Tiger sharks petted and regularly fed by hand by divers

Tiger sharks are petted and fed by hand by divers off Jupiter, Florida.

Two divers are captured on video feeding tiger sharks off Jupiter, Florida. It’s so common that GrindTV Outdoor said “for these divers, every week if Shark Week.”

Mickey Smith and Robert Nimmo, members of a group called Shark Addicts, told GrindTV that they dive with paying clients every weekend aboard Emerald Charters. They go four miles offshore, make three dives per trip, and encounter as many as 20 tiger sharks per dive.

Take a look at the incredible footage of the divers getting up close and personal to the dangerous tiger sharks, something you'd likely see during Shark Week:


More from GrindTV Outdoor:
“Sharks have such a bad reputation, all caused by the media,” Smith said, when asked why the group is so passionate about spending every weekend swimming with and videotaping apex predators. “We bring people on these shark dives who are hesitant at first, after the dives they can’t wait to go again.”
Asked about the intimacy of these dives, inspired by the presence of bait, which is what the sharks are really after, Smith said of the potential danger factor:
“Sharks are beautiful and intelligent animals.
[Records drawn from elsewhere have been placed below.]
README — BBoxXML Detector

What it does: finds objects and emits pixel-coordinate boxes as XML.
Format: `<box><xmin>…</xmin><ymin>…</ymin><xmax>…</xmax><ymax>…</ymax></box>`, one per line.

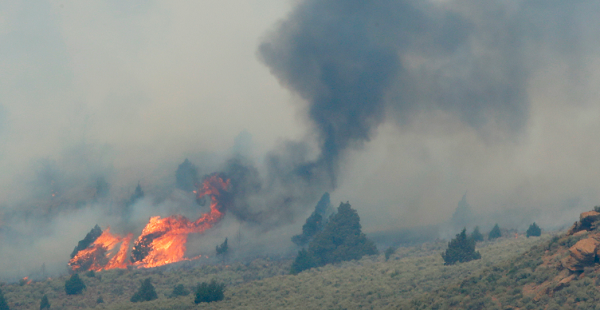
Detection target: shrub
<box><xmin>0</xmin><ymin>290</ymin><xmax>10</xmax><ymax>310</ymax></box>
<box><xmin>71</xmin><ymin>225</ymin><xmax>102</xmax><ymax>258</ymax></box>
<box><xmin>40</xmin><ymin>294</ymin><xmax>50</xmax><ymax>310</ymax></box>
<box><xmin>384</xmin><ymin>247</ymin><xmax>396</xmax><ymax>261</ymax></box>
<box><xmin>65</xmin><ymin>273</ymin><xmax>85</xmax><ymax>295</ymax></box>
<box><xmin>488</xmin><ymin>224</ymin><xmax>502</xmax><ymax>240</ymax></box>
<box><xmin>131</xmin><ymin>278</ymin><xmax>158</xmax><ymax>302</ymax></box>
<box><xmin>171</xmin><ymin>284</ymin><xmax>190</xmax><ymax>297</ymax></box>
<box><xmin>194</xmin><ymin>279</ymin><xmax>225</xmax><ymax>304</ymax></box>
<box><xmin>471</xmin><ymin>226</ymin><xmax>483</xmax><ymax>242</ymax></box>
<box><xmin>442</xmin><ymin>228</ymin><xmax>481</xmax><ymax>265</ymax></box>
<box><xmin>527</xmin><ymin>222</ymin><xmax>542</xmax><ymax>238</ymax></box>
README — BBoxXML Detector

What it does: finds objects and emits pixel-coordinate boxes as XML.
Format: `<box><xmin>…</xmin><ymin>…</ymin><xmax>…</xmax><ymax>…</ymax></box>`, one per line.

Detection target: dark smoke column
<box><xmin>259</xmin><ymin>0</ymin><xmax>408</xmax><ymax>187</ymax></box>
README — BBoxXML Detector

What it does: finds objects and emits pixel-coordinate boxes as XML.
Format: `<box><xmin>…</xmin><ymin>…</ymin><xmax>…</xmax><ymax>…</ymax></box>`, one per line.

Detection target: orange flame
<box><xmin>69</xmin><ymin>174</ymin><xmax>229</xmax><ymax>271</ymax></box>
<box><xmin>133</xmin><ymin>174</ymin><xmax>229</xmax><ymax>268</ymax></box>
<box><xmin>69</xmin><ymin>227</ymin><xmax>133</xmax><ymax>271</ymax></box>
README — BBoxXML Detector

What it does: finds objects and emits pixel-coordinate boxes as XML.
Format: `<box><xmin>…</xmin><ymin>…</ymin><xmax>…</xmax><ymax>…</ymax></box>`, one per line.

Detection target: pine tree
<box><xmin>471</xmin><ymin>226</ymin><xmax>483</xmax><ymax>242</ymax></box>
<box><xmin>292</xmin><ymin>203</ymin><xmax>378</xmax><ymax>273</ymax></box>
<box><xmin>488</xmin><ymin>224</ymin><xmax>502</xmax><ymax>240</ymax></box>
<box><xmin>442</xmin><ymin>228</ymin><xmax>481</xmax><ymax>265</ymax></box>
<box><xmin>131</xmin><ymin>278</ymin><xmax>158</xmax><ymax>302</ymax></box>
<box><xmin>40</xmin><ymin>294</ymin><xmax>50</xmax><ymax>310</ymax></box>
<box><xmin>527</xmin><ymin>222</ymin><xmax>542</xmax><ymax>238</ymax></box>
<box><xmin>0</xmin><ymin>290</ymin><xmax>10</xmax><ymax>310</ymax></box>
<box><xmin>65</xmin><ymin>273</ymin><xmax>85</xmax><ymax>295</ymax></box>
<box><xmin>194</xmin><ymin>279</ymin><xmax>225</xmax><ymax>304</ymax></box>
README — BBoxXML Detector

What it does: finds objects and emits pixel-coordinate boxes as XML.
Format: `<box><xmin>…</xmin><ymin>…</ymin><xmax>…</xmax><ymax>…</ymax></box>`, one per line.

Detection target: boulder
<box><xmin>561</xmin><ymin>238</ymin><xmax>600</xmax><ymax>271</ymax></box>
<box><xmin>569</xmin><ymin>238</ymin><xmax>600</xmax><ymax>265</ymax></box>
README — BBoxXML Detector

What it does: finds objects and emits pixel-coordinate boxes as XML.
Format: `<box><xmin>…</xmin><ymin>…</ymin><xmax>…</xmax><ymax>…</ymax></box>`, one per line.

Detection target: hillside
<box><xmin>402</xmin><ymin>208</ymin><xmax>600</xmax><ymax>309</ymax></box>
<box><xmin>2</xmin><ymin>235</ymin><xmax>551</xmax><ymax>309</ymax></box>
They know the difference between the divers and the bait. I feel totally in my comfort zone when surrounded by these awesome sharks.”
National Geographic offers a pretty good description of Tiger Sharks:
Tiger sharks are named for the dark, vertical stripes found mainly on juveniles. As these sharks mature, the lines begin to fade and almost disappear.

These large, blunt-nosed predators have a duly earned reputation as man-eaters. They are second only to great whites in attacking people. But because they have a near completely undiscerning palate, they are not likely to swim away after biting a human, as great whites frequently do.

They are consummate scavengers, with excellent senses of sight and smell and a nearly limitless menu of diet items. They have sharp, highly serrated teeth and powerful jaws that allow them to crack the shells of sea turtles and clams. The stomach contents of captured tiger sharks have included stingrays, sea snakes, seals, birds, squids, and even license plates and old tires.

Seems like tiger sharks will eat just about anything. Be careful, divers.